そのなかで、施主のタイプが二つに分けられることも気がつきました。 ひとつは「ハウスメーカーに何度もやらせたが、気に入らない」という人。こういう施主には、要望を網羅した良いプランをつくると決まりやすいです。はじめに施主から「ハウスメーカーだと、これだけのものしかできなかった」って言われると、チャレンジ心が出ます。
もうひとつは、そういう前段階がなにもないでやってくる人です。
鄭: 前者はプランの見方も知っているし、要望もクリアになっているんですね。
坂野: そう、でも後者は要望が漠然としていたり、整理されていなかったりします。そういう場合は、施主の要望を足したり引いたりして、提案していきます。要望自体を整理してあげる必要があるわけです。
いろいろなお客さんと接するようになって、同じ目線で設計するようになってきたということでしょう。
●「次」のこと
小林: 今までに、インターネットを使うことに関していろいろな経験をされたと思いますが、今後についてはどういうことを考えていますか?
坂野: そうですね、とにかく「次」のことを考えてはいます。 まずは仕事をとらなければならかったので、その方法論を確立したいと思っていました。でも、そういう段階はある程度クリアしたのかなと。だから、新しい挑戦をする必要があるのかも知れません。 例えば、ホームページが「カッコよくない」ってことは、建築家としてはリスキーだとも思うので、もう少し敷居を上げるようなこともしようかと思っています。写真を最初にみせるとか…。

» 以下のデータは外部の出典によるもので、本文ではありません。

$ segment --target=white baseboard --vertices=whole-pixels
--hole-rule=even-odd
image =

鄭: すると、そろそろ次の段階が見えてきているわけですね。
坂野: まだ見えてはいないですね。でも「次」に行かなきゃと思いっています。
柿ピーと、チェ・ジウが好きという坂野さん。建築家がまず直面する重要なテーマに真っ向から取組んで来た姿勢は、逆に新鮮でした。
建築家と施主の関係も設計の対象だという主張には、多くの建築家が耳を傾ける必要があるでしょう。
やはり、坂野さんの「次」も期待大です。